Konya’ya gider ve yüzlerce caminin önünden geçer de iki rekat namaz kılmazsan..
Suudi aşçılara bile bile parmak ısırtan mucizevi zemzem çorbasından bir kâse içmezsen..
Hiç zemzemli dondurma yalamadan dönersen..
“Zemzemin bile suyunu çıkarmış bu Konya” diye yazarsan..
Yüzlerce km yapıp partili partisiz onlarca Konyalı ile görüşerek yazdığın, “seçim nabzı” yazısı da elbet..

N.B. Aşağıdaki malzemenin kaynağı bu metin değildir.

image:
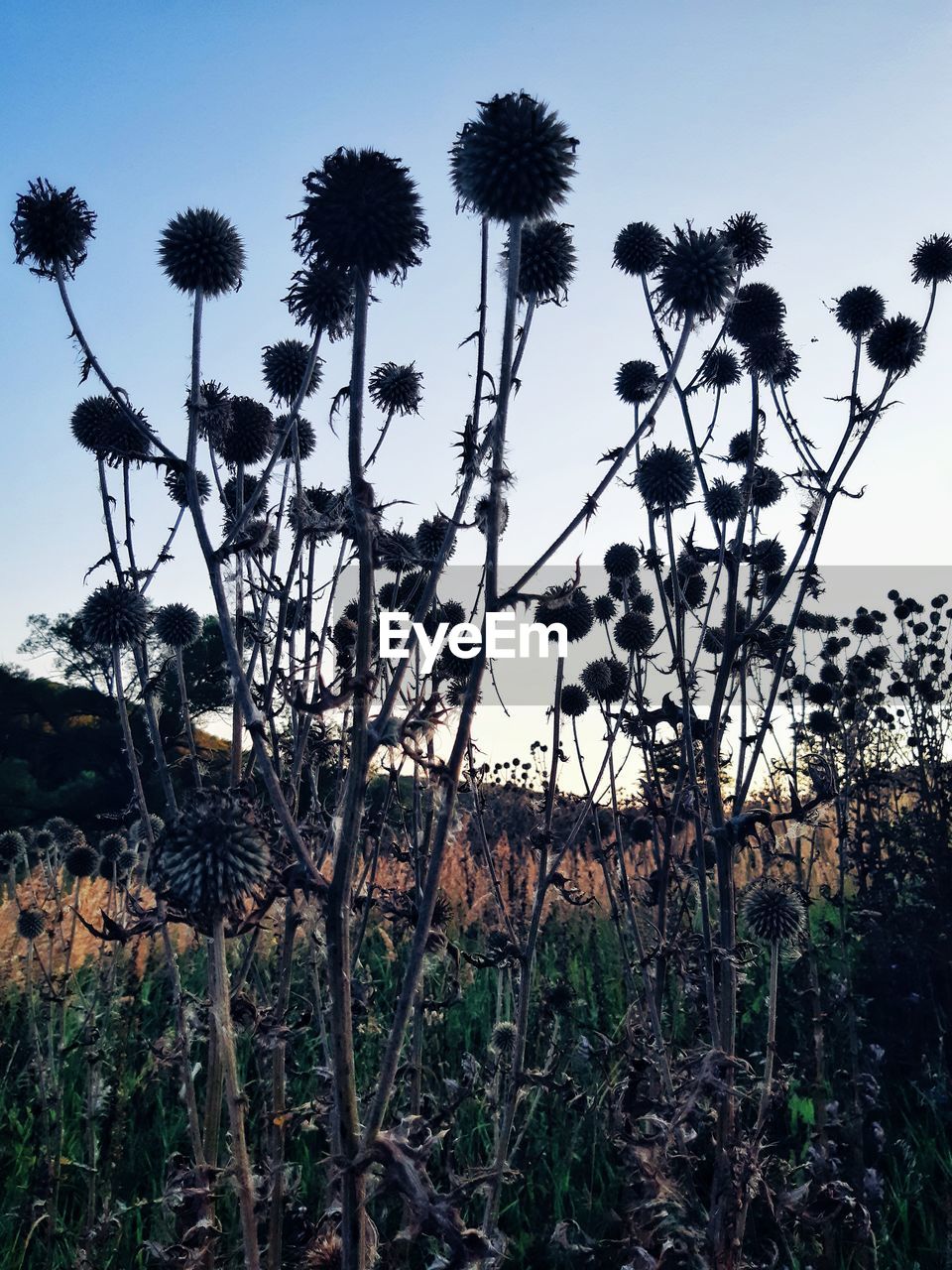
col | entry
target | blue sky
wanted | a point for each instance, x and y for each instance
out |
(830, 121)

Balta ile sünnet edilmiş zürafaya döner.
Gazeten de casuslukla suçlanır..
Tarafsız Tayyip Bey de, Can’ın çanına ot tıkamaya yemin eder!
***
“Sayfaların Efendisi Ali Acar”ın Babıâli’ye kazandırdığı vecizedir:
“Kısalmayacak yazı, basılmayacak haber yoktur!”
Yeter ki hukuka, gazeteciliğin usul erkânına uygun olsun.

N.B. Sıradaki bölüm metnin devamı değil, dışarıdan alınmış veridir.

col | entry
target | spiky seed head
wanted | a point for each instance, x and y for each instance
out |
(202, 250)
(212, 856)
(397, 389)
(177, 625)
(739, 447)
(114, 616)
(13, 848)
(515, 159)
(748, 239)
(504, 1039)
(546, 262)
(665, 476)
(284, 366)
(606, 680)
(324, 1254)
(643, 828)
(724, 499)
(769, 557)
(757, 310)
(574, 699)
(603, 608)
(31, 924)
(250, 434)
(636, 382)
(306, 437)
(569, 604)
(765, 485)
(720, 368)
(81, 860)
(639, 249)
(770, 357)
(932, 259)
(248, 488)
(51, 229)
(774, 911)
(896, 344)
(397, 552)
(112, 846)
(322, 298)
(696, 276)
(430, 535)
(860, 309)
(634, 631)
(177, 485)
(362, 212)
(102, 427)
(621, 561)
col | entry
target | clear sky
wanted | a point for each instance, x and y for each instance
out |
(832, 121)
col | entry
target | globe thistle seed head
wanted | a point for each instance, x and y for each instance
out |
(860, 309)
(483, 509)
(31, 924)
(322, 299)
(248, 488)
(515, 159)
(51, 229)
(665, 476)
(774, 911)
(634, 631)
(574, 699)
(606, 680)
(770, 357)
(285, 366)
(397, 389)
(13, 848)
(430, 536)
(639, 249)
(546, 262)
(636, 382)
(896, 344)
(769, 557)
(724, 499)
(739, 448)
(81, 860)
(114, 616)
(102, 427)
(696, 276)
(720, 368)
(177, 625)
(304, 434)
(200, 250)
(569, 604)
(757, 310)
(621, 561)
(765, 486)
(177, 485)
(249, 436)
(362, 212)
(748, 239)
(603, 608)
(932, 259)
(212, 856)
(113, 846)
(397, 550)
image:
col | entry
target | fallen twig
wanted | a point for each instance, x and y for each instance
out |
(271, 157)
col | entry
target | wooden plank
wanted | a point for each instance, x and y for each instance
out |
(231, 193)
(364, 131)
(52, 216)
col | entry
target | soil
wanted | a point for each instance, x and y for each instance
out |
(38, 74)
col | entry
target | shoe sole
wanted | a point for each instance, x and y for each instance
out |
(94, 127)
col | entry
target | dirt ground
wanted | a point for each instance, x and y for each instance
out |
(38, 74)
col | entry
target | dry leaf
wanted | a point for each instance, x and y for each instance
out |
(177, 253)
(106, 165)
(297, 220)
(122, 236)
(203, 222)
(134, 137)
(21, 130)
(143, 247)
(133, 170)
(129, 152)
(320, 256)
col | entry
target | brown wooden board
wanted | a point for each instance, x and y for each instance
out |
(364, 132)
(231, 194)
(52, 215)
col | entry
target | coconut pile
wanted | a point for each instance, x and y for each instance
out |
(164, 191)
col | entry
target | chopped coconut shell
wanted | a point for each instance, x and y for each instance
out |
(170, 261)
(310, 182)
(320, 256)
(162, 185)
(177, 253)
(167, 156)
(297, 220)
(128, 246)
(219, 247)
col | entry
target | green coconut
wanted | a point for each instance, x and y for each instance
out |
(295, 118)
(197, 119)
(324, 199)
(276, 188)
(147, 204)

IŞİD bile kafayı koparmadan önce kurbanı haberdar ediyor.
Cumhuriyet için “Yeni Cumhuriyet” eleştirisi yapan yapana.
Bu gazetede ilk imzam kırk yıl önce çıkmıştı;
Korumaya çalıştığım inancım hâlâ şudur:
Cumhuriyet’in “yeniliği” ancak “bendenizdeki yenilik” kadardır!.
***
Komşu bir ülkeye sokulmuş tonlarca silahın elbette haberi olacak!
Bu gazetenin tarihi, bu tür haberlerin de tarihidir.
Ama “Yeni Cumhuriyet” kırk yıllık bir adamını, Başbakan’ın iline gönderip de yazdığı yazıyı, üstelik nezaketen de olsa uyarmadan hoyratça budamışsa bu anlamda sahiden “yeni”dir. (Üstelik, artık “Yazının devamı- tamamı ‘cumhuriyet. com. tr’de” gibi bir yol bile varken!)